Arrogance et irresponsabilité fiscale au début du quinquennat
Il faut se souvenir des déclarations de N. Sarkozy arrivant à l'Elysée en 2007 et se méfiant de toute idée de rigueur budgétaire.
Le ministre allemand de l’économie Peter Steinbrück s’était étonné des cadeaux fiscaux de la loi TEPA alors même que le budget français accusait un déficit et que la dette atteignait déjà 1200 Milliards d’€. Cette politique signifiait en effet le non-respect des engagements Européens de la France. C'est cette politique qui explique la perte ultérieure en 2012 du AAA de la France par l'une des trois agences de notation.
Les désaccords entre la France et l’Allemagne se sont multipliés dans la politique étrangère (Union pour la Méditerranée), la politique énergétique (essor des énergies renouvelables et sortie programmée du nucléaire en Allemagne), les interventions militaires (Afghanistan, Libye), l’abandon du programme d’aide alimentaire aux associations.

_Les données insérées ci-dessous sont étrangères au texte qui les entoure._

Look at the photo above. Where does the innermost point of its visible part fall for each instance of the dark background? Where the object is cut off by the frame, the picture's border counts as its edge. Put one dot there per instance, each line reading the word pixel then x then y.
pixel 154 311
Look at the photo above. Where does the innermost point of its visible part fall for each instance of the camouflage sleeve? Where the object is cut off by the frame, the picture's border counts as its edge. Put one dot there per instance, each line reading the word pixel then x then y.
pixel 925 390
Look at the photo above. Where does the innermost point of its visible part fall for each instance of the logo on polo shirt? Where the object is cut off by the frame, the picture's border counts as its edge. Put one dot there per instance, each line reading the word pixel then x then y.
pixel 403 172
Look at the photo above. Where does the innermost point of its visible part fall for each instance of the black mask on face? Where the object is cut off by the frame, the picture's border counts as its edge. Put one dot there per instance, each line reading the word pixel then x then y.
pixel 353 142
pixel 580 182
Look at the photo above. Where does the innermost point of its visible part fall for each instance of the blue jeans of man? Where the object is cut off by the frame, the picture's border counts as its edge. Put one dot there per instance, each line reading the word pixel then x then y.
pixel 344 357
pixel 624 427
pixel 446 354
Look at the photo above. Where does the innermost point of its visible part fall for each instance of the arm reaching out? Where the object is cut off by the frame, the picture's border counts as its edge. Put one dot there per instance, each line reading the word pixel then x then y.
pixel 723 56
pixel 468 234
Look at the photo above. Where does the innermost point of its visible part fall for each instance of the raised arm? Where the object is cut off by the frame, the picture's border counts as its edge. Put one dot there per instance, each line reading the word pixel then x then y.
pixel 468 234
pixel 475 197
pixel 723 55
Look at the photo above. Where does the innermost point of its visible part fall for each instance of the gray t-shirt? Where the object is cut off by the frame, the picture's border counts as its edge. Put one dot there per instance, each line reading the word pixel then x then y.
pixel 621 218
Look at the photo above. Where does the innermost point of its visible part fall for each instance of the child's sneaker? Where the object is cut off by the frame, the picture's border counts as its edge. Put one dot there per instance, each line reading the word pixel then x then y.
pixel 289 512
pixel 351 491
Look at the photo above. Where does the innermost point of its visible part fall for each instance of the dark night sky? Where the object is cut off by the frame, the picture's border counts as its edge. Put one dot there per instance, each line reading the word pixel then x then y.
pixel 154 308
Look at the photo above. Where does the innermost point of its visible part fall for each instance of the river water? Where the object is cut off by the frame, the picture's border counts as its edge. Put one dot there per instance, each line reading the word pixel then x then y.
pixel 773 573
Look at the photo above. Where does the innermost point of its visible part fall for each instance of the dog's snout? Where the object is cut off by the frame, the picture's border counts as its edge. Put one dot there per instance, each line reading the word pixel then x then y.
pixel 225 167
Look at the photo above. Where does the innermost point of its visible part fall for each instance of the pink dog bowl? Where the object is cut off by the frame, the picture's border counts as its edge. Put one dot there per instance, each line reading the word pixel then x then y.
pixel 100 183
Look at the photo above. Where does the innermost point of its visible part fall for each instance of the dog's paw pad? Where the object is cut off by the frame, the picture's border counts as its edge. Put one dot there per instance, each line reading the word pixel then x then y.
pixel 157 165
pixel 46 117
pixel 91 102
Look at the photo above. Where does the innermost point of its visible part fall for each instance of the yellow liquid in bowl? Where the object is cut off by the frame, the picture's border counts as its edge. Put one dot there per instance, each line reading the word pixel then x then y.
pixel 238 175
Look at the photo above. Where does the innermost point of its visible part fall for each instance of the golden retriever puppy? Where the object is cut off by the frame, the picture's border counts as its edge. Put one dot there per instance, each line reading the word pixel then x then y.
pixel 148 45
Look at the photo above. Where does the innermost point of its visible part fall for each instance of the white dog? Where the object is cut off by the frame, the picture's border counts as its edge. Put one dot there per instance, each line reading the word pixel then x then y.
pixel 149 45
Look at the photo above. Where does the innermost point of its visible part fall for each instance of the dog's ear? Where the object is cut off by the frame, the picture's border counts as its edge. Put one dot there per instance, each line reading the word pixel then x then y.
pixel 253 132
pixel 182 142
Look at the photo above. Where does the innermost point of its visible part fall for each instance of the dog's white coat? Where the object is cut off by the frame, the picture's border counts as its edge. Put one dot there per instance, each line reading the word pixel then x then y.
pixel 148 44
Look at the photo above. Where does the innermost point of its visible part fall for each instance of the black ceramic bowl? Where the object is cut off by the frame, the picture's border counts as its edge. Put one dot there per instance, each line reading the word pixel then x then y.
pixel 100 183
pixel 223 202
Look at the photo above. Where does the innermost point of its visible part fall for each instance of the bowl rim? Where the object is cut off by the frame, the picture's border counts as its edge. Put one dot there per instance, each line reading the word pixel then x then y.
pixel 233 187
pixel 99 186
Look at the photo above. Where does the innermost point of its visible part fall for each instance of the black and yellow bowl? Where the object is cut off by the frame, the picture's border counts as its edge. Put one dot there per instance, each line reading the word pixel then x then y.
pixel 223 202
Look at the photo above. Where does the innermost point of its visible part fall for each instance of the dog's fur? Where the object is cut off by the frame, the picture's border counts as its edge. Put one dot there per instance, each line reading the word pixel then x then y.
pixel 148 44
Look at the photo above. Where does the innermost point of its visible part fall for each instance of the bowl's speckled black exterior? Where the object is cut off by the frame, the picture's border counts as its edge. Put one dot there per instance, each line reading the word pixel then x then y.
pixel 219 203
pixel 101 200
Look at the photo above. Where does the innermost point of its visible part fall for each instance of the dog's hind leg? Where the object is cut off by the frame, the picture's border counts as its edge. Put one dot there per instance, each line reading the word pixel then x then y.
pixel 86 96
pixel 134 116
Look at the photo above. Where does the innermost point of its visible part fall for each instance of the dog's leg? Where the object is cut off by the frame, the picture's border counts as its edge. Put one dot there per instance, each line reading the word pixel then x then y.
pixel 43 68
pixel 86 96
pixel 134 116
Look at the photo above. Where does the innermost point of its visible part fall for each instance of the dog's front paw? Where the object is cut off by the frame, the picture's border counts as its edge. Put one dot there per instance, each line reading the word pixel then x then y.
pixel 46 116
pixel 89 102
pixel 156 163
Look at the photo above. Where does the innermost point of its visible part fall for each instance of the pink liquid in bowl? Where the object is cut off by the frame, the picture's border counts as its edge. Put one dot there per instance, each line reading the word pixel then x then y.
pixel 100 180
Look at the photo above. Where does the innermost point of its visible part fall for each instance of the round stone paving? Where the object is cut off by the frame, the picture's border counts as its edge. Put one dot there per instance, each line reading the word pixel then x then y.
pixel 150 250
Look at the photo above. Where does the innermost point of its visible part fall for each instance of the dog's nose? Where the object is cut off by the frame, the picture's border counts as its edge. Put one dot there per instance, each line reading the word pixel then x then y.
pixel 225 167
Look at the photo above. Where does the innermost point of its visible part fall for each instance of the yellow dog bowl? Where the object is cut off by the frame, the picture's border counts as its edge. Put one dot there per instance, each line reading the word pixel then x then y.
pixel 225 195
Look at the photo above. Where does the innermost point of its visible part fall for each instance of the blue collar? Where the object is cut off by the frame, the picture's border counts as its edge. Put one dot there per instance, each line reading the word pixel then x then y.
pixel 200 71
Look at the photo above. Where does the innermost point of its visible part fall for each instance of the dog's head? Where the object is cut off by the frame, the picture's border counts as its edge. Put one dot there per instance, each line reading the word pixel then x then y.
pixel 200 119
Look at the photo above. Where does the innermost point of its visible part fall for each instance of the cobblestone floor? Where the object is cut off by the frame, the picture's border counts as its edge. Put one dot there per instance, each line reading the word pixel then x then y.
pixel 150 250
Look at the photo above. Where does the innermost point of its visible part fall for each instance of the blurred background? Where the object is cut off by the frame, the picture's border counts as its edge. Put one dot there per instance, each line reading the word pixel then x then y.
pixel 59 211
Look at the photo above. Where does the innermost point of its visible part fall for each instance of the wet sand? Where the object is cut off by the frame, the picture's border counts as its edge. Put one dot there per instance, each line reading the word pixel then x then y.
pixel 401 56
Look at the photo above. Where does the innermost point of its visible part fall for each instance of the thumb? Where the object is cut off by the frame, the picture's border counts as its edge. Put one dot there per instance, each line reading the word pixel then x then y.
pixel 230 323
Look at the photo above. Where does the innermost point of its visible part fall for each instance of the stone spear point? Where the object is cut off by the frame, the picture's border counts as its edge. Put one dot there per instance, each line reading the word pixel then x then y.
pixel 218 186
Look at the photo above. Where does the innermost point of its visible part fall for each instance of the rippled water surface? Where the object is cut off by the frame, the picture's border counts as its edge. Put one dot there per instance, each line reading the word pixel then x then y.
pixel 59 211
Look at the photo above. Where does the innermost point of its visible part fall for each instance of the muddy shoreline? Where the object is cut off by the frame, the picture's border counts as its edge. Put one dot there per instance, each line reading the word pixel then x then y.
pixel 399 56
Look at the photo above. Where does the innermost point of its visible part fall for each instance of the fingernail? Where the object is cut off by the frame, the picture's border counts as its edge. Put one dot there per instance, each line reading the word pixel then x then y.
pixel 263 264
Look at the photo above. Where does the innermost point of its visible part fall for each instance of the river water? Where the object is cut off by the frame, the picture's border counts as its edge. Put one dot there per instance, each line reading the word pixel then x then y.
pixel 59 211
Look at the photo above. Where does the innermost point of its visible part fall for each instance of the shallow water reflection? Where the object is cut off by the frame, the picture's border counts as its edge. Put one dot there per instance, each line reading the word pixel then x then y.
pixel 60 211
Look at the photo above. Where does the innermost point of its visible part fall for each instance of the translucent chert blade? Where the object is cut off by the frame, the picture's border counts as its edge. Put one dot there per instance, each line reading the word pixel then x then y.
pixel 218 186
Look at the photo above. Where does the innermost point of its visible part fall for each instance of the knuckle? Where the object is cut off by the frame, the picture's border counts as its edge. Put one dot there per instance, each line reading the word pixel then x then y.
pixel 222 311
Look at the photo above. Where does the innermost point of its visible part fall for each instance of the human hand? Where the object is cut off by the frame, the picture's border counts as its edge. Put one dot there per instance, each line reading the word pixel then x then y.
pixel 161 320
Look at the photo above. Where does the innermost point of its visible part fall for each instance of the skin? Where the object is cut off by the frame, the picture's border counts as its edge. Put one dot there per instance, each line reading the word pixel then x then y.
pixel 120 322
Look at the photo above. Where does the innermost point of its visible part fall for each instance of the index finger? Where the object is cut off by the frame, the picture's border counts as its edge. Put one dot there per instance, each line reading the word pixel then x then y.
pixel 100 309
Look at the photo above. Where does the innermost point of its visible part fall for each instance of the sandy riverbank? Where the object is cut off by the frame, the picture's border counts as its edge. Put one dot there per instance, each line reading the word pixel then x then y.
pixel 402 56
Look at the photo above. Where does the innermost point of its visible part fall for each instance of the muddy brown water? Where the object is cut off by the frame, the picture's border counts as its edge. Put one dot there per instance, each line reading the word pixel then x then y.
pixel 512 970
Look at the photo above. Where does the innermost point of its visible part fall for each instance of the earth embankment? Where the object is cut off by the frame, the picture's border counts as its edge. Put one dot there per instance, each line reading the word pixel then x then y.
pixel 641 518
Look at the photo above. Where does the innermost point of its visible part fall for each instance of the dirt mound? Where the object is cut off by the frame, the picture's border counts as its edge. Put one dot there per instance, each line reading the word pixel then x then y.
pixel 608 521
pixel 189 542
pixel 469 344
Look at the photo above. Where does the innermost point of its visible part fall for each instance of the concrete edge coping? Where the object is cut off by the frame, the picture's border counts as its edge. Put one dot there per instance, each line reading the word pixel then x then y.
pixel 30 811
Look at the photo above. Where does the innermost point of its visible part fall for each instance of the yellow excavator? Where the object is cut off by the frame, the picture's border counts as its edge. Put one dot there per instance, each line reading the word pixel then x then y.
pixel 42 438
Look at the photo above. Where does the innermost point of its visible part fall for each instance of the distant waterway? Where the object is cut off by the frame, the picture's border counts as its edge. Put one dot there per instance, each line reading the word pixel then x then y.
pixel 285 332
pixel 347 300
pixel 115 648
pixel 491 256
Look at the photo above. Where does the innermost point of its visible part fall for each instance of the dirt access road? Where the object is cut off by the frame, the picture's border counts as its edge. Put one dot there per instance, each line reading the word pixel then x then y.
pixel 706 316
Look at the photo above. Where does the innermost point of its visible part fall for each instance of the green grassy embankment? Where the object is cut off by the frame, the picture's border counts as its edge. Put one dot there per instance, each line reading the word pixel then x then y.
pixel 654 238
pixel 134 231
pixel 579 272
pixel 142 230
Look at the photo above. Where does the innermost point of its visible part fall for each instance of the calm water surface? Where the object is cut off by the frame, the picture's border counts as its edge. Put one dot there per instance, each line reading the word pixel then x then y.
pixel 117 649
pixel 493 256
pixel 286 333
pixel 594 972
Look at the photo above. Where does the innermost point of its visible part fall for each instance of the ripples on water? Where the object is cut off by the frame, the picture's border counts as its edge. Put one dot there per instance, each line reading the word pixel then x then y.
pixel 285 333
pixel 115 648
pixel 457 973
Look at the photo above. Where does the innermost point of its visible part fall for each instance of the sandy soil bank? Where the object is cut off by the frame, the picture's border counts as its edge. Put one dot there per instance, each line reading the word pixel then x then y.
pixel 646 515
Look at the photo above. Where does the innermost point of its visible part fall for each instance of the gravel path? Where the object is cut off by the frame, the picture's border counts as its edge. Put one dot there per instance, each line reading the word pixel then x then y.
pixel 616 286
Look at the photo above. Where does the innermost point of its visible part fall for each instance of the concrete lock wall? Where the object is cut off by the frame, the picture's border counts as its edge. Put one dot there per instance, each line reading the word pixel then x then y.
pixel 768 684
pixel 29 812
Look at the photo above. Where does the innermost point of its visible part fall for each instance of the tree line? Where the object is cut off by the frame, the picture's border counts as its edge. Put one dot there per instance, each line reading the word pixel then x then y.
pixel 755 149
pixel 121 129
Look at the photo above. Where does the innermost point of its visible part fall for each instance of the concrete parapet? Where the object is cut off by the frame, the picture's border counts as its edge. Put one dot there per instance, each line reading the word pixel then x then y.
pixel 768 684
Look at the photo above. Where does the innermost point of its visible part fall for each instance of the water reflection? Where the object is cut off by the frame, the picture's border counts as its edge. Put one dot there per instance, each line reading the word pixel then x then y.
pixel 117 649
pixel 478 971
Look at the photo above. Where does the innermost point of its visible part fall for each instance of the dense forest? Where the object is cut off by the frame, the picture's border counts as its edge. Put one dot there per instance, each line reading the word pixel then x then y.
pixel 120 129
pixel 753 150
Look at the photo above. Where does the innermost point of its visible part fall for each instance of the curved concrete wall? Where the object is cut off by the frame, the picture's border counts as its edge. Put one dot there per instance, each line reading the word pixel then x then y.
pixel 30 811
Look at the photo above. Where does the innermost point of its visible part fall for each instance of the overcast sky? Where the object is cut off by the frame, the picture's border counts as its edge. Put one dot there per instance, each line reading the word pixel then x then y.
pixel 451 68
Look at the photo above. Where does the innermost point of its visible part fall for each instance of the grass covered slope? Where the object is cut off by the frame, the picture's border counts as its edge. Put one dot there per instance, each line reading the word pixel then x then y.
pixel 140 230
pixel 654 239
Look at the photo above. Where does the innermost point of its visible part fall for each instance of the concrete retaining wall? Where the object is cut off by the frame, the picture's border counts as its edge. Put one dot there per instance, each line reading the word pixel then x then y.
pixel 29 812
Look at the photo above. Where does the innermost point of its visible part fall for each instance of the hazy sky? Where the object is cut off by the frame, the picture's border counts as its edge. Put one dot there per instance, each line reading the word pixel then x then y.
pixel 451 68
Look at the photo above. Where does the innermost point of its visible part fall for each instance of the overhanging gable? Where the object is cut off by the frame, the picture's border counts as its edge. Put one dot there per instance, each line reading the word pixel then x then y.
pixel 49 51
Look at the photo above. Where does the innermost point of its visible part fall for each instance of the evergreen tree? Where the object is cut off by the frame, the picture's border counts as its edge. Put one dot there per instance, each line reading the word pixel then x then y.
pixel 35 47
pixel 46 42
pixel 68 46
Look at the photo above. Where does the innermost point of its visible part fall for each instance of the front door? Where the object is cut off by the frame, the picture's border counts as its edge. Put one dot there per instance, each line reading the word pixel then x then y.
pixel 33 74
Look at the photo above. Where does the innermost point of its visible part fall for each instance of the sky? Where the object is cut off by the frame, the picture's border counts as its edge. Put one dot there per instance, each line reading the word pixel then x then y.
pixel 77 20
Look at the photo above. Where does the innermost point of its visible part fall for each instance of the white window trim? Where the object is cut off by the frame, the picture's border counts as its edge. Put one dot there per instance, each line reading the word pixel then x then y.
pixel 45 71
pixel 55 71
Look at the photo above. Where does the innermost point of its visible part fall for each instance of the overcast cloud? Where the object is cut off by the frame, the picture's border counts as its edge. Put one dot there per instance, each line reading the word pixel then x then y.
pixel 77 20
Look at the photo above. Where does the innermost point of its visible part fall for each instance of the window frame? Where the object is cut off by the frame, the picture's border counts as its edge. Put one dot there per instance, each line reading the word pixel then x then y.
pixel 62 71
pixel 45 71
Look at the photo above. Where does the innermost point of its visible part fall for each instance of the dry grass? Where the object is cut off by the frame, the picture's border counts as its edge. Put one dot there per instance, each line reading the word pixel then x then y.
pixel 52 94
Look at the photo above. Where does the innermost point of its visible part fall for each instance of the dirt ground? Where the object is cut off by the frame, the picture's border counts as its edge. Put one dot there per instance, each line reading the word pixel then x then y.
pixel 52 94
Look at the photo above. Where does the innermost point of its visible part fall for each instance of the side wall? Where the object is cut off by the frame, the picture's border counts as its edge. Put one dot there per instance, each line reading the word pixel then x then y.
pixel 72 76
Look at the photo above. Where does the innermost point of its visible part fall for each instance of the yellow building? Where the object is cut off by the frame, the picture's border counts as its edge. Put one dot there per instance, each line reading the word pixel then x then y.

Le bilan de Sarkozy en Europe, plus la paralysie que la résolution des problèmes Son parti pris est l’entente entre quelques dirigeants (tantôt Blair ou Cameron, tantôt Merkel ou Berlusconi) plutôt que la recherche construite d’une majorité. Le parlement Européen à l’image du parlement français est relégué à un rôle subalterne. Il a favorisé la nomination de dirigeants des instances européennes sans envergure (Barroso et Van Rompuy).
Face au besoin de répondre au déficit démocratique d’une Europe en panne, la réponse se limite désormais à une approche intergouvernementale confinée à des rendez-vous médiatisés des dirigeants. Cette approche ne crée ni pouvoir ni identité.
Depuis deux ans Sarkozy en difficulté du fait de sa gestion conjuguée à la crise financière court derrière la chancelière qui impose son point de vue de conservatrice allemande. Il n’a pas le choix, enfermé qu’il est dans ce tête à tête.
Le dernier exemple est le pacte budgétaire tout concentré sur une politique de rigueur « Une usine à gaz. » du « directoire Merkozy », qui domine le Conseil européen depuis deux ans ? « Si l'on continue comme cela, on tue l'Europe » dénonce Jacques Delors au parlement Européen le 28 mars.
Cette politique récessionniste accule les pays en difficulté en les laissant seuls face aux spéculateurs. Ainsi la Grèce n’a-t-elle été aidée que quand est apparu l’effet d’entrainement de sa crise sur l’Euro. Les budgets grecs pour l’armement restent disproportionnés. Il faut dire qu’il s’agit d’armes vendues par la France et l'Allemagne. La droite grecque championne de l’évasion fiscale est absoute.
Par contre les conservateurs espagnols qui viennent de gagner les législatives (en fait ce sont plutôt les socialistes qui les ont perdues du fait de l’abstention de leur électorat) sont montrés du doigt comme des mauvais élèves de le rigueur. Sarkozy peu solidaire déconsidère les efforts budgétaires du gouvernement Rajoy. Le Monde s’interroge sur un Sarkozy pompier pyromane de la zone euro ?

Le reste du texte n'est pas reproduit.